The FDA’s positive response has been long considered the next big milestone in the cultivated meat industry. In the past few years, startups in the space have built small-scale production facilities and raised billions of dollars in venture capital funding but haven’t been able to sell their products to the public. The few people who were invited to taste cultivated meat had to sign waivers acknowledging their participation in experiments.

Only two more regulatory steps are required before cultivated meat is made available to the general public. Upside’s production facilities still require a grant of inspection from the United States Department of Agriculture, and the food itself will need a mark of inspection before it can enter the US market. These two steps can be completed in much less time than the lengthy FDA premarket consulting process that led to the approval.

“It’s the moment we’ve been working toward for the past, almost seven years now,” says Uma Valeti, Upside’s CEO. “Opening up the US market is what every company in the world is trying to do.”

Different startups are focusing their efforts on a variety of cultivated meats including chicken, beef, salmon, and tuna. This announcement applies only to Upside Foods and its cultured chicken, although it’s likely that other declarations will follow soon. Through this premarket consultation process, food manufacturers provide the FDA with details of their production process and the product it creates, and once the FDA is satisfied that the process is safe, it then issues a “no further questions” letter.

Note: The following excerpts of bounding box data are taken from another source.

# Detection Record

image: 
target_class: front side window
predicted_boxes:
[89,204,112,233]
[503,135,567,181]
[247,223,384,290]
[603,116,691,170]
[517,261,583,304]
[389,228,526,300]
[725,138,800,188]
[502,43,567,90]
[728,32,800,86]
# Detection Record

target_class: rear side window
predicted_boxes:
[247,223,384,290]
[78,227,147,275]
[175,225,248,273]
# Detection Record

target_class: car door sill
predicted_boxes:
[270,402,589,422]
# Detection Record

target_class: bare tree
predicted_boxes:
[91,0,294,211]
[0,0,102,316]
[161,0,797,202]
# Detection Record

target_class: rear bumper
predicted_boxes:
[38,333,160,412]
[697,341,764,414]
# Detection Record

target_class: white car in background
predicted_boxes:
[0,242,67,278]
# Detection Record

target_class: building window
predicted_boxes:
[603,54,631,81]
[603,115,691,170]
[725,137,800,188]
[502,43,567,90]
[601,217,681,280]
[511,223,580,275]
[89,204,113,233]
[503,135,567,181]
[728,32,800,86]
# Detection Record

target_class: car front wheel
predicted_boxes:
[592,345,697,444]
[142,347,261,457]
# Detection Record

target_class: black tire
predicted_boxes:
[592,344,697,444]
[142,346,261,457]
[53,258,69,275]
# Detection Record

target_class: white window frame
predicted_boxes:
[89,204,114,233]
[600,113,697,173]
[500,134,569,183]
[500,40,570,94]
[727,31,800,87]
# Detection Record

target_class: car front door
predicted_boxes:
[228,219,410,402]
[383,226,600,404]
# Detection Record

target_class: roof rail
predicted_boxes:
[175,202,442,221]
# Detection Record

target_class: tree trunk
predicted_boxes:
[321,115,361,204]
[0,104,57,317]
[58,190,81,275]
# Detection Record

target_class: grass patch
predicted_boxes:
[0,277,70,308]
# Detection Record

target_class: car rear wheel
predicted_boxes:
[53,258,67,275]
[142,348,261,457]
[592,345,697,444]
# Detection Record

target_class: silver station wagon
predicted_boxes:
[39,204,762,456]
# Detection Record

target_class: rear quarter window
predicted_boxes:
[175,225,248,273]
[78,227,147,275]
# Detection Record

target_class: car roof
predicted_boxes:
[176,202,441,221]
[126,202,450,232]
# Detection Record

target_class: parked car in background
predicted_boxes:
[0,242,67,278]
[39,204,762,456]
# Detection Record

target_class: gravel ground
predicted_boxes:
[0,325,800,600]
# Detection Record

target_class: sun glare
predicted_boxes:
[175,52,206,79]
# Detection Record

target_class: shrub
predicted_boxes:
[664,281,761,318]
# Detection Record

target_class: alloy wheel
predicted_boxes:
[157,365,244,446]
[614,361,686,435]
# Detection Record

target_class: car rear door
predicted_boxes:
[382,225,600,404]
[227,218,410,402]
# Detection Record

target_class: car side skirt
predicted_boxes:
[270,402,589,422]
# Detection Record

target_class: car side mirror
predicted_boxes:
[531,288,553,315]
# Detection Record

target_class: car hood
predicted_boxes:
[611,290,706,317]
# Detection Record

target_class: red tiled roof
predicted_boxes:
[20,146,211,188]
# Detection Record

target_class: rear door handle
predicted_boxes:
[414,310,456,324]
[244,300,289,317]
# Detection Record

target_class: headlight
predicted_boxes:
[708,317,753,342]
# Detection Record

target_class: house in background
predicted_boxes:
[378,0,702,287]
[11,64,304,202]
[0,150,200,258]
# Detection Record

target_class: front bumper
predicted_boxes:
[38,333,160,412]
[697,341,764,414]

The FDA decision means that cultivated meat products may soon be available to the public to try, although it’s likely that tastings will be limited to a very small number of exclusive restaurants. Michelin-starred chef Dominique Crenn has already announced that she will serve Upside Foods’ cultivated chicken at her restaurant Atelier Crenn in San Francisco.

Valeti states that he wants people to try Upside chicken in restaurants before they are able to buy it or cook it at home. “We would want to bring this to people through chefs in the initial stage,” says Valeti. “Getting chefs excited about this is a really big deal for us. We want to work with the best partners who know how to cook well, and also give us feedback on what we could do better.”

Atelier Crenn won’t be the first restaurant to serve cultivated meat, however. In December 2020, Singaporean regulators gave the green light to cultivated chicken from the San Francisco–based startup Eat Just. The chicken nuggets, which were originally sold in an 1880 restaurant for members only, were later available for delivery.